Toward an Intellectual History of Black Women
Martha S. Jones, Presidential Bicentennial Professor, Arthur F Thurnau Professor, Professor of History, Afroamerican and African Studies, and Adjunct Professor of Law
Megan Sweeney, Arthur F Thurnau Professor, Associate Professor of English Language and Literature, Afroamerican and African Studies and Women's Studies
Tiya Miles, Mary Henrietta Graham Distinguished University Professor of African American Women's History, Professor of Afroamerican and African Studies, American Culture, History, and Women's Studies
This panel of U-M faculty members will discuss the recent book, Toward an Intellectual History of Black Women (University of North Carolina Press, 2015) edited by Mia E. Bay, Farah J. Griffin, Martha S. Jones, and Barbara D. Savage.
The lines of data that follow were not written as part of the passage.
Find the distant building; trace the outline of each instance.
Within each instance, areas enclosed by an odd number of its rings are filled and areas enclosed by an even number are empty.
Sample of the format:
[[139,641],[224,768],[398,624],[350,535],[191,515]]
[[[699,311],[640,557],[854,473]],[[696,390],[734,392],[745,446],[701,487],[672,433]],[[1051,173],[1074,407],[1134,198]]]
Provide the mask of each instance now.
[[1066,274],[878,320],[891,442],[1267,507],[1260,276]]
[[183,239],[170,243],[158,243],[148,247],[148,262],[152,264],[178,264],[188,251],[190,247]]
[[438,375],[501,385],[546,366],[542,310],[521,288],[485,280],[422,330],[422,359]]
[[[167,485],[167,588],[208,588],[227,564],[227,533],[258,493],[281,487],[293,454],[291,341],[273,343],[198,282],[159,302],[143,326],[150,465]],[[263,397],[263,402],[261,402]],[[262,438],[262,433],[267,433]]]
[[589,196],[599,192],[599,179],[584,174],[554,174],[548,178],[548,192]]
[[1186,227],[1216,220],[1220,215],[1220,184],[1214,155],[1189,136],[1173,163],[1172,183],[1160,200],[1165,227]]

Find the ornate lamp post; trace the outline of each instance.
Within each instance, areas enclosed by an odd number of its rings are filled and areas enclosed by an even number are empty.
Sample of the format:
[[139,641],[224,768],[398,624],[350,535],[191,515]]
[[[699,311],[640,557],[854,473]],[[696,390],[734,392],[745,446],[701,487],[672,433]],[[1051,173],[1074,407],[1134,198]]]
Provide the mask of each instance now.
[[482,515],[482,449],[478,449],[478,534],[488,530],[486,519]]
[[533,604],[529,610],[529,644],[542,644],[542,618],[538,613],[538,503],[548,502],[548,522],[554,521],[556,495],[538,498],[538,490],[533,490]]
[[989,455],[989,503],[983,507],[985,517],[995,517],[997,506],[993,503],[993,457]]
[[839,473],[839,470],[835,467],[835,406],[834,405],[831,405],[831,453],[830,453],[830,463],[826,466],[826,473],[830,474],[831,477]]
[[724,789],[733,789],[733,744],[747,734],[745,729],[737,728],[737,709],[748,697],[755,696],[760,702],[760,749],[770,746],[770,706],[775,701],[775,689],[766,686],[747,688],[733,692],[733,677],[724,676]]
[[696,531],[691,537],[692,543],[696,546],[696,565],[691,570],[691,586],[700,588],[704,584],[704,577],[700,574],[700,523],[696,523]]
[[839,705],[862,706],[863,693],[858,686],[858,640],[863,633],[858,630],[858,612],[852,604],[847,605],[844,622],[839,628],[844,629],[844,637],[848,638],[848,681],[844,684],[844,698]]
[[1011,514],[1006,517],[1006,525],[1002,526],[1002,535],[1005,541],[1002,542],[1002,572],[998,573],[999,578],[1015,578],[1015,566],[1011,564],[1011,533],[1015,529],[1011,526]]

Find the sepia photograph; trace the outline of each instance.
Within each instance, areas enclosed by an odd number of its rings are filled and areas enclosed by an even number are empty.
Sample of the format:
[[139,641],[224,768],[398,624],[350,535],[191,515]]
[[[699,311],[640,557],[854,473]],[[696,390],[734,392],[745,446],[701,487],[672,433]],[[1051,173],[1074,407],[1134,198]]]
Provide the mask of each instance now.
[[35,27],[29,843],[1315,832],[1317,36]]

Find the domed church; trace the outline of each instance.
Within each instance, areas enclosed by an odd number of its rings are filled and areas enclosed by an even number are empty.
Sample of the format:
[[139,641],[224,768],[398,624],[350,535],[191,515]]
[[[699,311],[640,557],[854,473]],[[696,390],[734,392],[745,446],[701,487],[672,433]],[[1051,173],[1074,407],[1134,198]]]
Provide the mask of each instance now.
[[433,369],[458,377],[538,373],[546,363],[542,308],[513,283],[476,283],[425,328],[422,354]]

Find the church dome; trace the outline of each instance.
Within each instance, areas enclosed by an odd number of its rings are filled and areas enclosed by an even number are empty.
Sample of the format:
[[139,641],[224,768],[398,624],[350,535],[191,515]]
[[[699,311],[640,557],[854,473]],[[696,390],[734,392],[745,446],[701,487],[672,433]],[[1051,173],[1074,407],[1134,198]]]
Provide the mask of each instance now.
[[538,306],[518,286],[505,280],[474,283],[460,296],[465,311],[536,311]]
Despite recent advances in the study of black thought, black women intellectuals remain often neglected. This collection of essays by fifteen scholars of history and literature establishes black women's places in intellectual history by engaging the work of writers, educators, activists, religious leaders, and social reformers in the United States, Africa, and the Caribbean. Dedicated to recovering the contributions of thinkers marginalized by both their race and their gender, these essays uncover the work of unconventional intellectuals, both formally educated and self-taught, and explore the broad community of ideas in which their work participated. The end result is a field-defining and innovative volume that addresses topics ranging from religion and slavery to the politicized and gendered reappraisal of the black female body in contemporary culture.
This event is part of IRWG's Gender: New Works, New Questions series and the university's annual MLK Symposium.